One in three women suffers violence during their life. the Latin America and the Caribbean region 1.1 million teenage girls ages 15-19 have experienced sexual violence or any other sexual act. Since every person has the right to a life without violence, this is a severe, widespread (and somewhat insidious) human rights violation. It ruins lives, causes diseases and incalculable pain and suffering. This is a right that is not lost, or to which a woman renounces because she is in a relationship, be it domestic or of any other type.
According to the World Health Organization, the most common and most frequent types of violence include those acts that cause or are likely to cause harm or physical, sexual or mental suffering to women. They include threats, coercion, arbitrary deprivation of liberty, in public or in private, partner violence, sexual violence by a couple or someone other than the couple, human trafficking and harmful practices such as female genital mutilation. The latter, along with rape and femicide, are the ultimate expressions of violence against women.
Violence against women can be prevented and eliminated. According to UN-Women the most basic action to eradicate it is to provide equal rights education in early childhood. This in order to instill in the children’s minds values such as respect, tolerance, love for each other, companionship and gender equality.

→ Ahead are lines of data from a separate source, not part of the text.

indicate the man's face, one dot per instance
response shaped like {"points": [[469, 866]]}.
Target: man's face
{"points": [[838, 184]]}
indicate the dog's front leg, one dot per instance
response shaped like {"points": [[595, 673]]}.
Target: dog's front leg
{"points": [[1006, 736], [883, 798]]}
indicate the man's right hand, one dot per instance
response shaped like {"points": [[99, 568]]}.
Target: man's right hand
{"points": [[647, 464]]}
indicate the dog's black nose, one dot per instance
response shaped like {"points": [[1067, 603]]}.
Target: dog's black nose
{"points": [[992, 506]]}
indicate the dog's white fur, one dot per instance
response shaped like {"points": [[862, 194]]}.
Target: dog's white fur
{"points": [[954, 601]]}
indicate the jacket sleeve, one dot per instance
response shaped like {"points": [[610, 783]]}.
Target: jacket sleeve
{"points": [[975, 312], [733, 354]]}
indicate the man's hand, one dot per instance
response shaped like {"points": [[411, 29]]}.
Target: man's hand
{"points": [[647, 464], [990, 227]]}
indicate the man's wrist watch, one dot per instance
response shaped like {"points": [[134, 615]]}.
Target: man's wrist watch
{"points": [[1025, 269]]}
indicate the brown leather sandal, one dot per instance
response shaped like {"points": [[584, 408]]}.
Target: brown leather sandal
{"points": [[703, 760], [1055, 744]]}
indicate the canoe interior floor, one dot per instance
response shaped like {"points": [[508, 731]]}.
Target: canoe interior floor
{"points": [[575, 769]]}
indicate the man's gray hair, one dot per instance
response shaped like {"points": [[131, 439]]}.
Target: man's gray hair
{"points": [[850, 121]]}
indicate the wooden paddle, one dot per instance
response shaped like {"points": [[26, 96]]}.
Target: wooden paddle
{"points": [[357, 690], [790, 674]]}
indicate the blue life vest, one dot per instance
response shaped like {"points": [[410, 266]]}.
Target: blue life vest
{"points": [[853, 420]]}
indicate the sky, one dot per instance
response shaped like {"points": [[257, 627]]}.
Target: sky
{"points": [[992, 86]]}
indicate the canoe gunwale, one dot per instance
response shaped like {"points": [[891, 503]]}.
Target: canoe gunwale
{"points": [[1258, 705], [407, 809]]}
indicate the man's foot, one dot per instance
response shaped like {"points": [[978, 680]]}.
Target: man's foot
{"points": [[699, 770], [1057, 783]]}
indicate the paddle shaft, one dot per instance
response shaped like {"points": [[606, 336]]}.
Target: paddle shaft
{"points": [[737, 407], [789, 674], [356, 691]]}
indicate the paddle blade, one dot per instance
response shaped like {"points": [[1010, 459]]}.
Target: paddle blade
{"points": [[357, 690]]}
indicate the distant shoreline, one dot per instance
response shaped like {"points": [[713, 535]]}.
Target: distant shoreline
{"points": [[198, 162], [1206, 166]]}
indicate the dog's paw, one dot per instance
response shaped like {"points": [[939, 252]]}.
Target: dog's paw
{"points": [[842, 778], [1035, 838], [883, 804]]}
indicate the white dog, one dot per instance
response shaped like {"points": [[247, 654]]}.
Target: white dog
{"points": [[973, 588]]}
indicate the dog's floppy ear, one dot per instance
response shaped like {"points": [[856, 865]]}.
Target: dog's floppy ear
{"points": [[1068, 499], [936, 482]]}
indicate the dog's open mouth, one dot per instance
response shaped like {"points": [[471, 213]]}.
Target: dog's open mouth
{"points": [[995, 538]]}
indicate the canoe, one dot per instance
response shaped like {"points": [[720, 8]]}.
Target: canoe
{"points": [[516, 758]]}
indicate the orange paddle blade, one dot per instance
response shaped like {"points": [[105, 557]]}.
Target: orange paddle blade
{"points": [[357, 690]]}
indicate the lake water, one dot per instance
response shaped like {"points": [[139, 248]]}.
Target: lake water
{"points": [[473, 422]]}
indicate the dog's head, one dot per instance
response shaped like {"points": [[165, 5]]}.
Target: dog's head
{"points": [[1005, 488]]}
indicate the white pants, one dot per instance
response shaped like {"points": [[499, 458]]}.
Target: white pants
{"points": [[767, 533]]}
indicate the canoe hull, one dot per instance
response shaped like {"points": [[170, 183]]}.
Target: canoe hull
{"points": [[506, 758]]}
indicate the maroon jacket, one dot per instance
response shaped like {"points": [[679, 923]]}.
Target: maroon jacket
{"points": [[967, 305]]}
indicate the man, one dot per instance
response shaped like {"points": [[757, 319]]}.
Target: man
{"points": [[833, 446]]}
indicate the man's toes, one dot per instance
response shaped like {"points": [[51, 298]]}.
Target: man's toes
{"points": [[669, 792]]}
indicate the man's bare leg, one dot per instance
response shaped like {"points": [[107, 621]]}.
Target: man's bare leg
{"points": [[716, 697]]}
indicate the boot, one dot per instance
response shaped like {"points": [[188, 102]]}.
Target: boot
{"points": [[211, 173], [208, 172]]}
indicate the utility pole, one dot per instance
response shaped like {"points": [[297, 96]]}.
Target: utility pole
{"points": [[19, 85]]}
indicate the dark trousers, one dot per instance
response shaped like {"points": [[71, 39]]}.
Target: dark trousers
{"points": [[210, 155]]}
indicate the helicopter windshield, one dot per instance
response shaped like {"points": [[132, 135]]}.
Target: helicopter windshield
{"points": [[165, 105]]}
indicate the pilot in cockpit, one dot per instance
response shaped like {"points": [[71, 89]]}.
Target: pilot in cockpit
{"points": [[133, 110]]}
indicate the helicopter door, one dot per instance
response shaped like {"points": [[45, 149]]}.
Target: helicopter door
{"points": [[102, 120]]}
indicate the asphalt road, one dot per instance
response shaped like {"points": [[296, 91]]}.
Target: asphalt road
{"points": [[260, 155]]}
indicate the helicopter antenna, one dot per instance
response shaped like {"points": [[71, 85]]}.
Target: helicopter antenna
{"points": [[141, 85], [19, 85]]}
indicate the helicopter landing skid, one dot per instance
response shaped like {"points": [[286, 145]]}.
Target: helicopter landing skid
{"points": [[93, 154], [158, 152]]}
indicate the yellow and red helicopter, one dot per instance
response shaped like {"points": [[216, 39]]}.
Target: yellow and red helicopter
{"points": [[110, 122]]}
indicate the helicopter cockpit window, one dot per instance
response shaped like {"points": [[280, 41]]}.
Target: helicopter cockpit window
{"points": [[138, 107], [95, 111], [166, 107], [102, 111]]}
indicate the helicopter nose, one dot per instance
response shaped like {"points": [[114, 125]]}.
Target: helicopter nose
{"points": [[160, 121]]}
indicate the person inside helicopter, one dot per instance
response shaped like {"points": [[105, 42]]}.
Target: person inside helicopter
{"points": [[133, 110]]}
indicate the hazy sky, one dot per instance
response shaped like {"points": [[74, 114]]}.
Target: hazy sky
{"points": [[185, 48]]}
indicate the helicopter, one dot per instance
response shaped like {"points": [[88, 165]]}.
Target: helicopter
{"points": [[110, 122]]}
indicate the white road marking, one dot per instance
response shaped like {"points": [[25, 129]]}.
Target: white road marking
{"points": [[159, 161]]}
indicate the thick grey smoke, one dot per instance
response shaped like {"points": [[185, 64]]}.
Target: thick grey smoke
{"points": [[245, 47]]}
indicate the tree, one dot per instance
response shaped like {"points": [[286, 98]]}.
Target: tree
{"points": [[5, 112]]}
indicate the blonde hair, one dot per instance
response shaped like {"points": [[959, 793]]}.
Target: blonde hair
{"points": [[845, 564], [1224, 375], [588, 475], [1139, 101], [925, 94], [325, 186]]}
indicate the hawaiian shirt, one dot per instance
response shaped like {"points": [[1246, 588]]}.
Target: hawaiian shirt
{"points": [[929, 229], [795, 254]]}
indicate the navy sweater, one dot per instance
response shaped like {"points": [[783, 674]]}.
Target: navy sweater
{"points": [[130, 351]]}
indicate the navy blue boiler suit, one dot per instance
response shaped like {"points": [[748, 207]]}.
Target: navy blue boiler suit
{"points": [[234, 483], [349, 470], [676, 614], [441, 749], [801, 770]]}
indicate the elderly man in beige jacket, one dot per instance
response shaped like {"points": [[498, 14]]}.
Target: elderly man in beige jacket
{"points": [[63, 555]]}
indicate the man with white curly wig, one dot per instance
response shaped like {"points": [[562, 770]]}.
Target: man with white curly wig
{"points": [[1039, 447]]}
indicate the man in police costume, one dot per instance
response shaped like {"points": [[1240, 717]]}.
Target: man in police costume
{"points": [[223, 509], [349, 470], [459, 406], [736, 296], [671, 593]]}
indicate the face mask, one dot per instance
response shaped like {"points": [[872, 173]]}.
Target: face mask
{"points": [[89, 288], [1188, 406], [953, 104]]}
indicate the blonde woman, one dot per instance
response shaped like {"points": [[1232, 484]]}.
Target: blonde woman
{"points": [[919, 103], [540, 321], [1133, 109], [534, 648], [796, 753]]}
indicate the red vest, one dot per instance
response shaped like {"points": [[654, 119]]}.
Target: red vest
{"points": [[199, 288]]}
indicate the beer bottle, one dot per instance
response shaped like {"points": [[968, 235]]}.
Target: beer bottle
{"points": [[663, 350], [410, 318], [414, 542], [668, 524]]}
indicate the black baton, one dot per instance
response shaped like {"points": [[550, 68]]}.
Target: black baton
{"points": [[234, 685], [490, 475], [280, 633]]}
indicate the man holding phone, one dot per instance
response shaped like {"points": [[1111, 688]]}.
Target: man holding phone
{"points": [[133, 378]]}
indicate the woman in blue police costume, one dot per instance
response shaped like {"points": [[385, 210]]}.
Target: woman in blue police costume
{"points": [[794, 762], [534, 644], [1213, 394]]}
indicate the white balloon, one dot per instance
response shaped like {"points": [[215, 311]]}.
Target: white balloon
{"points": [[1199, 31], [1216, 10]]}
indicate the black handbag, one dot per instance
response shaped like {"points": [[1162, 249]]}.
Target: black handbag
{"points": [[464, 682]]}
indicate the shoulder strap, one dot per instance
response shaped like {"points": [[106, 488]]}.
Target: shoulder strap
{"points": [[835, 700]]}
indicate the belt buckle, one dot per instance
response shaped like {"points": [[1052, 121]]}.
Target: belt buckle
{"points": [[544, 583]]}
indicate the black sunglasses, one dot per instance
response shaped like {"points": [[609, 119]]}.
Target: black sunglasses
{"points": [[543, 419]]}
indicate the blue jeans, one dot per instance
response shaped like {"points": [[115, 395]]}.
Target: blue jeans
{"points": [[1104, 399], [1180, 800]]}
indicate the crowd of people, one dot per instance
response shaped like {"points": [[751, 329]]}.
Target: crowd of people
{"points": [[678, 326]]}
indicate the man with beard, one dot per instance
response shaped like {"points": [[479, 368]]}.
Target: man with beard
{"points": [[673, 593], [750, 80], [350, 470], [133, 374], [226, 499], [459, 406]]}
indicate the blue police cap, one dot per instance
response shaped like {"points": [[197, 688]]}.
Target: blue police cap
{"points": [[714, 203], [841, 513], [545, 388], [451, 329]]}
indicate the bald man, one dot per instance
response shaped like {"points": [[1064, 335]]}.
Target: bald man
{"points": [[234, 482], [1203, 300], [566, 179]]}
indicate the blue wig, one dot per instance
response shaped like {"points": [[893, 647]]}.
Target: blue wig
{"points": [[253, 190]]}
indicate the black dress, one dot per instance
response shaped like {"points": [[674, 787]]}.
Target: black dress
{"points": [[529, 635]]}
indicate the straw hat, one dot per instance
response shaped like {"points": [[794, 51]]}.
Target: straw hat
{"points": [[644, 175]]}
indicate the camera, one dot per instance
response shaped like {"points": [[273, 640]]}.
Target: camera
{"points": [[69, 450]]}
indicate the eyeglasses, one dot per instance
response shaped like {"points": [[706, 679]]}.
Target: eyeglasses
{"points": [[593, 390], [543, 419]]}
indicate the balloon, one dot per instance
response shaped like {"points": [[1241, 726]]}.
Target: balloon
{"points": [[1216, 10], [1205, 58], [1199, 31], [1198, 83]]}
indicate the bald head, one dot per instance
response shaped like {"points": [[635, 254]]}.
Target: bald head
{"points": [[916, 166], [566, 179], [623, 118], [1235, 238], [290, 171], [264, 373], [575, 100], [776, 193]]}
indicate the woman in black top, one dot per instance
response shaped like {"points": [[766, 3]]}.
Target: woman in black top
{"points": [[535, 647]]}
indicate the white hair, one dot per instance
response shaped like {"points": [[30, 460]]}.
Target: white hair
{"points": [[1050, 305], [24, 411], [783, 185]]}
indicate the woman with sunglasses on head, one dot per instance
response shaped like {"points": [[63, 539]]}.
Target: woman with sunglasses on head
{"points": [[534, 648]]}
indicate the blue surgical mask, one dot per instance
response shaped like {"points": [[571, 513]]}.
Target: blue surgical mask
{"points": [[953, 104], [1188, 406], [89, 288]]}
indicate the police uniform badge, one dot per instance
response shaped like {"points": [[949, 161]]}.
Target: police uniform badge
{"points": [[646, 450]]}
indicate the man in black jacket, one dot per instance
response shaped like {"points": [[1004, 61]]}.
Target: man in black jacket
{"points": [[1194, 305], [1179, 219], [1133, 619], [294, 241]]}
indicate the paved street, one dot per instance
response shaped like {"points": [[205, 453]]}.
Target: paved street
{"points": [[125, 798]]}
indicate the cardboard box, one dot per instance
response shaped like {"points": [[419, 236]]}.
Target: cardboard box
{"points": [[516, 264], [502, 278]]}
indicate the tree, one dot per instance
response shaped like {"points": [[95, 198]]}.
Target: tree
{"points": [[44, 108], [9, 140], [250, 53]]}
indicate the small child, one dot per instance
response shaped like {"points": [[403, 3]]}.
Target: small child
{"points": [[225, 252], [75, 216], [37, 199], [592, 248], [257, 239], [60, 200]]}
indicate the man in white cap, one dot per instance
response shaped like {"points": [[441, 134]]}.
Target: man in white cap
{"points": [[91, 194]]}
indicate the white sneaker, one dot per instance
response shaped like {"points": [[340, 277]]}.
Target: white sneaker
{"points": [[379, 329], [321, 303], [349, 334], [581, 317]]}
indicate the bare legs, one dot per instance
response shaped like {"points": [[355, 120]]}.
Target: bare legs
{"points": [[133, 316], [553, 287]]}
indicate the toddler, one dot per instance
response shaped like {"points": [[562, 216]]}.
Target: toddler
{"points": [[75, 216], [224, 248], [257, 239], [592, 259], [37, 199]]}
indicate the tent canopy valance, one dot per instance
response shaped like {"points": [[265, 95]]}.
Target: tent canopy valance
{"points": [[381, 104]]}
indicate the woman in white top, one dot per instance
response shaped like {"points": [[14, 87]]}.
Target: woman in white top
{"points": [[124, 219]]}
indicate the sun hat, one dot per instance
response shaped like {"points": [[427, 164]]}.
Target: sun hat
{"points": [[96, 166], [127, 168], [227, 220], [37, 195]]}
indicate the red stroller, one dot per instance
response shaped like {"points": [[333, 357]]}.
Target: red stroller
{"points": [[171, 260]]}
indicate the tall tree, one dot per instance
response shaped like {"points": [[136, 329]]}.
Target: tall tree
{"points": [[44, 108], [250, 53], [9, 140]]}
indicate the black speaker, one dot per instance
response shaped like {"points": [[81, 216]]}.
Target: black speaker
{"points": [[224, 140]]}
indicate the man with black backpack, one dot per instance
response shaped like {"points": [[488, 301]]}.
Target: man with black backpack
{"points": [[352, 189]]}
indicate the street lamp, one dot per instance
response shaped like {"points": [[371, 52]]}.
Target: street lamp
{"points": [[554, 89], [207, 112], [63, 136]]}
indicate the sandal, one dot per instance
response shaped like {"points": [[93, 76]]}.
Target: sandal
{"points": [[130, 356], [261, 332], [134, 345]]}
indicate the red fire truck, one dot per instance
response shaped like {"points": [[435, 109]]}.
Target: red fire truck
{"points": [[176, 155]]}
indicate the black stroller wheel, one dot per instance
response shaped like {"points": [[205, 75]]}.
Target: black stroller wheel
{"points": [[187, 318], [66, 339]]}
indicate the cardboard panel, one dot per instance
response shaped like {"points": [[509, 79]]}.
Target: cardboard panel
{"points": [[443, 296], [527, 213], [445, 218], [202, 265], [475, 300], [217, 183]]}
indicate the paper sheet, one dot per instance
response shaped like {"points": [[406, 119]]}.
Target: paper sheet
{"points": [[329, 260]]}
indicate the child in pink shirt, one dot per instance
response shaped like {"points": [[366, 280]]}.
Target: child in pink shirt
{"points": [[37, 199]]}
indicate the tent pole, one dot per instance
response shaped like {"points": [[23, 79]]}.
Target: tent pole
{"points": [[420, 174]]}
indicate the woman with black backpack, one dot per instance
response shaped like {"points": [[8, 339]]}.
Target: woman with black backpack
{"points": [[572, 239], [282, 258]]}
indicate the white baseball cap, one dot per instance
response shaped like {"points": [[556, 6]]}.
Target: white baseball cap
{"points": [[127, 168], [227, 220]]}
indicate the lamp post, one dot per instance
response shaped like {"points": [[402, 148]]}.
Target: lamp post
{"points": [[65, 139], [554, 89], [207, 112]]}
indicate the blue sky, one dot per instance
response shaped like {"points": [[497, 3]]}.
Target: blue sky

- Culture and society exert a strong influence on aspects such as the equal division of work and responsibilities. A primary goal is to change the social norms that tolerate and condone violence against women. Usually, these are deeply rooted in centuries of male domination and are part of a cycle of abuse. They justify gender roles that traditionally identify women as inferior to men.
- Economic empowerment is one of the key factors that help reduce gender inequality and gender-based violence. Governments and international organizations must create policies that facilitate women’s independent access and control to their economic and financial resources.
- There is no country in the world in which women are fully protected against gender based violence. In some cases it is often unreported due to impunity, shame and gender inequality. Although many countries have laws that penalize it, 21 countries around the world do not have any type of legislation on it. It is important to have a legal framework that allows victims to accuse and to the authorities to prosecute offenders.
To put an end to the violence against women and girls is not a short-term effort. It requires coordinated and sustained work from all of us.